All Balanced Assessment projects ask the student to prepare a document with an intended purpose for an intended audience. Consequently, scoring of projects comes down to an analysis of two questions:

Is the document suitable for the specified audience?

Does the document fulfill the requested purpose?

To aid in evaluating student project work in the light of these two criteria, we suggest the following six perspectives; each perspective may allow you to reach conclusions about some aspect of the student’s effort.

Organizing the Subject: How well does the student structure a large collection of interrelated issues and identify possible problematic areas? Are the constraints described in the problem made clear at the outset? How well does the student argue the relative importance of factors that are taken into consideration in addressing the problem, and the relative unimportance of factors that are ignored? Does the report proceed in a logical manner?

Analyzing the Problem: How well does the student define the problem? Is the student clear about all the resources, both tools and information, that will be needed to address the problem? Does the student draw appropriate implications about the given data?

Accuracy and Appropriateness of Computation/Manipulation: Are the symbolic manipulations carried out accurately? Are the graphs plotted correctly? Are the axes labeled sensibly? Is the scale reasonable? Are the geometric constructions “constructable”? Are the table columns properly labeled? Are the computations that underlie computed columns clearly defined? Are the numerical computations done accurately? Are the graphs, charts, tables used appropriately? Are they pertinent to and do they strengthen the argument?

Thoroughness of Inquiry: Is the work perfunctory or thorough? Is the reader left to fill in many missing steps? Are all the implications of the complexity of the problem followed up and examined? Is the reporting level of detail adequate?

Clarity of Communication: Can the student’s work be read by a colleague who is previously unacquainted with the work? Is the student’s written presentation intelligible to another teacher? to the principal? to a group of parents?

Drawing Conclusions: o students draw reasonable conclusions from their work? Do they clearly explore the ways in which their work answers the questions they have posed?

Extending the Inquiry: Has the student identified interesting aspects of the problem that lend themselves to further exploration? Has the student noted related problems that might be approached in similar ways?

Finally, it should be said that we are mindful that teachers’ constraints and opportunities vary from place to place. Not everything we suggest will be desirable, or even possible, at every location. However, we are certain that challenging the students with a significant amount of project work will be rewarding and engaging to both teacher and student.

New Task Types

One of the strategies the Harvard Group of BA employed in order to design tasks that are fresh and engaging to student is to try to find new task types that students may not have encountered before. There are several such types that we found and/or developed. For the most part these are tasks that do not have unique correct answers. They are tasks that promote discussion, and occasionally debate, among students. We believe these to be important features of successful tasks.

The “-Ness” tasks

The purpose of these tasks is to see how well students can mathematize a relationship that they are aware of perceptually but probably have never attempted to describe in any formal, not to mention quantitative, fashion.
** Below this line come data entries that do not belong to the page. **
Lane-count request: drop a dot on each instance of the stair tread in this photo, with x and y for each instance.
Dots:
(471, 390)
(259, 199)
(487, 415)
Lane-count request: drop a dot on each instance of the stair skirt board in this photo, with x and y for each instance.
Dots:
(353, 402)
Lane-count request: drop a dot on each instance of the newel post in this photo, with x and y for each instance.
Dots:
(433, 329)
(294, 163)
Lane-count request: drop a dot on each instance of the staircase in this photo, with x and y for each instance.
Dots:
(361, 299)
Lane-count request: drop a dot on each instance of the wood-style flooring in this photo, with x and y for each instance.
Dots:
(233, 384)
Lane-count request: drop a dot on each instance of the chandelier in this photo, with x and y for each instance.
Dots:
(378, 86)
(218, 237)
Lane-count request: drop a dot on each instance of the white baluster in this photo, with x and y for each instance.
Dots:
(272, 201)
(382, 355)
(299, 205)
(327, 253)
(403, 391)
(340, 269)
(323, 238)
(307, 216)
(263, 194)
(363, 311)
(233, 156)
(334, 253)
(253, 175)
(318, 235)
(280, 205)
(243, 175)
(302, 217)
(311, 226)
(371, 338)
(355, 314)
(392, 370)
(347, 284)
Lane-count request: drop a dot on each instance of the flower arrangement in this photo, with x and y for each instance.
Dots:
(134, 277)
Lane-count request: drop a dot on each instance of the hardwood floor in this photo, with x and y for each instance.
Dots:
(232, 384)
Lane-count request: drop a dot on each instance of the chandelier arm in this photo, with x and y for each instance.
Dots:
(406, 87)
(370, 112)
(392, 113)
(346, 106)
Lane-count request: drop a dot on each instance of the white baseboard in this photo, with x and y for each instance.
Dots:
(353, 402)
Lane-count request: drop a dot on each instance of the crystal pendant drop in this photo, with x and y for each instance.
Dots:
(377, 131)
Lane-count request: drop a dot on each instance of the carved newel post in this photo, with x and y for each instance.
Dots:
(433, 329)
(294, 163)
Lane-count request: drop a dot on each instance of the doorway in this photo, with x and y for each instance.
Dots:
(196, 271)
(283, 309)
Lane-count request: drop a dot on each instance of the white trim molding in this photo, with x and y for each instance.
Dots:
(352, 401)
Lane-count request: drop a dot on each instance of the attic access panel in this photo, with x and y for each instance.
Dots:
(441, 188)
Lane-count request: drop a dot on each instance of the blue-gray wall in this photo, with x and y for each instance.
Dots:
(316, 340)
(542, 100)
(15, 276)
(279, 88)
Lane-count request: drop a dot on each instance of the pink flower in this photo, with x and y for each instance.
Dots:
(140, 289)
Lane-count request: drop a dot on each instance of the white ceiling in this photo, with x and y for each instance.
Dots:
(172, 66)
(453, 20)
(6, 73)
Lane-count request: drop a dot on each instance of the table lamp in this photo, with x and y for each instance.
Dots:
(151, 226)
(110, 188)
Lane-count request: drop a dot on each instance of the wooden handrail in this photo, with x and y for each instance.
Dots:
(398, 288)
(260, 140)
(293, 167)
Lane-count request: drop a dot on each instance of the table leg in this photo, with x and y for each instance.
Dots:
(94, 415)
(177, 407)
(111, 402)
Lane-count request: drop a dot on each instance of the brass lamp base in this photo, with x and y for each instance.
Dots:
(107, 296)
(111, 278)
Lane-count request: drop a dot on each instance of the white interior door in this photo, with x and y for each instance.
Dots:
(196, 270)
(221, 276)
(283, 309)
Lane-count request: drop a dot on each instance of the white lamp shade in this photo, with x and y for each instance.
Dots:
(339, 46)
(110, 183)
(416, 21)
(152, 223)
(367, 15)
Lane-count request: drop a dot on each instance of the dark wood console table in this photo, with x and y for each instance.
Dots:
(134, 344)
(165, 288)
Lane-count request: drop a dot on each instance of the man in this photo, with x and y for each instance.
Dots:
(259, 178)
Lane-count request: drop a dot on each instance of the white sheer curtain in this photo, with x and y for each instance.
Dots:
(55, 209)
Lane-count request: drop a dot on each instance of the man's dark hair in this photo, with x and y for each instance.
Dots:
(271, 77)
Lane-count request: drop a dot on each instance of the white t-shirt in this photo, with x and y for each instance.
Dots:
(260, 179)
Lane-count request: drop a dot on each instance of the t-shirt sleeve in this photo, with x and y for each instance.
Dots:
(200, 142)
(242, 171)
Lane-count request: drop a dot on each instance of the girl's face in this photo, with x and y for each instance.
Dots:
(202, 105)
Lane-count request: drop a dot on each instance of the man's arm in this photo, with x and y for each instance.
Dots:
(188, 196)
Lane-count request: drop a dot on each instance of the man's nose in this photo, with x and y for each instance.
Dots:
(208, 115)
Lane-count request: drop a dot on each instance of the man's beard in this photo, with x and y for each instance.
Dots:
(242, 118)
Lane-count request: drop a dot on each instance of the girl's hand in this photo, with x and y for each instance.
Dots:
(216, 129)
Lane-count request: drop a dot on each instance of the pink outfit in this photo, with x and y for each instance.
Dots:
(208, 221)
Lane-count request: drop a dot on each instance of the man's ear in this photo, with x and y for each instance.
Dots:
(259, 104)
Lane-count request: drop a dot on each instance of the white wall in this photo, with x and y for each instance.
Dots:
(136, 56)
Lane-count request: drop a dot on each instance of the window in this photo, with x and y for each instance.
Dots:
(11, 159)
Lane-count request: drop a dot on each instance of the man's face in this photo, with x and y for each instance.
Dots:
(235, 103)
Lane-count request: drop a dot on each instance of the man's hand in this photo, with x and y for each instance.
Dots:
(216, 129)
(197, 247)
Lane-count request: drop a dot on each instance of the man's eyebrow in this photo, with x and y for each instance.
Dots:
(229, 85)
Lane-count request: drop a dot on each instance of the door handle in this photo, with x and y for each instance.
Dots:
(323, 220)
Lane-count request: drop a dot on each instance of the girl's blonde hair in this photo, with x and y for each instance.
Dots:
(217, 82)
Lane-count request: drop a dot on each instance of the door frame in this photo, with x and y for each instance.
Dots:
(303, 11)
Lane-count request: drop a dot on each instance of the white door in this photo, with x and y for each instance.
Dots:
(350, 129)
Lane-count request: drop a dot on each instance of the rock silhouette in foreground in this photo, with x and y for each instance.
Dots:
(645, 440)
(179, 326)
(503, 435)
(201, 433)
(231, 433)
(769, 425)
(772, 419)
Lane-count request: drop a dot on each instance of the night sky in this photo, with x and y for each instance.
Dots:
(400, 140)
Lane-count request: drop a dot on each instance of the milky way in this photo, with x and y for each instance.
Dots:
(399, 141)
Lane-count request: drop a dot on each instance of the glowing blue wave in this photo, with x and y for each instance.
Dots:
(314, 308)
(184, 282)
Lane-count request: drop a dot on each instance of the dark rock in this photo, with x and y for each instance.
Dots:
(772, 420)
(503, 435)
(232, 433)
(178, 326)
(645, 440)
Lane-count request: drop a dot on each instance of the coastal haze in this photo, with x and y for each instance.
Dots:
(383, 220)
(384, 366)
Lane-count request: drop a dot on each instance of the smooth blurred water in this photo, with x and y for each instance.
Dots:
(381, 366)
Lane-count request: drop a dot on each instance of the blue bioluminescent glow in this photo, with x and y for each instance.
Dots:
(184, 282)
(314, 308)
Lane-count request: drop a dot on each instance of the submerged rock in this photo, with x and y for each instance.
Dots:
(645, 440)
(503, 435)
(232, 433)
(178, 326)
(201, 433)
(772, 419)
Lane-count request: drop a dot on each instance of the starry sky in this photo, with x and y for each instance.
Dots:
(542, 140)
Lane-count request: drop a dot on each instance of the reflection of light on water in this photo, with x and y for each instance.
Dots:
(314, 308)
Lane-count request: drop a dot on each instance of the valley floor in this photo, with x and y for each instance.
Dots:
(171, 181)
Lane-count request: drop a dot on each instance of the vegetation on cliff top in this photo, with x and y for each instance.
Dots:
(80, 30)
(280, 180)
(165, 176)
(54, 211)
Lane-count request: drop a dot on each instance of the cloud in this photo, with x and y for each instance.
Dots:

Each of these tasks requires students to identify and describe formally a geometric property of some two or three dimensional shape. It is important to stress that properties such as “squareness” or “bumpyness” are not formal geometric properties. There are no formally correct and universally accepted answers to these questions. On the other hand, there are sensible (and non-sensible) answers.

For the sake of specificity, the following is an example.

Below is a collection of rectangles.

1. Which of the rectangles is the “squarest”?

2. Arrange the rectangles in order of “square-ness” from most to least square.

3. Devise a measure of “square-ness,” expressed algebraically, that allows you to order any collection of rectangles in order of “squareness.”

4. Devise a second measure of “square-ness” and discuss the advantages and disadvantages of each of your measures.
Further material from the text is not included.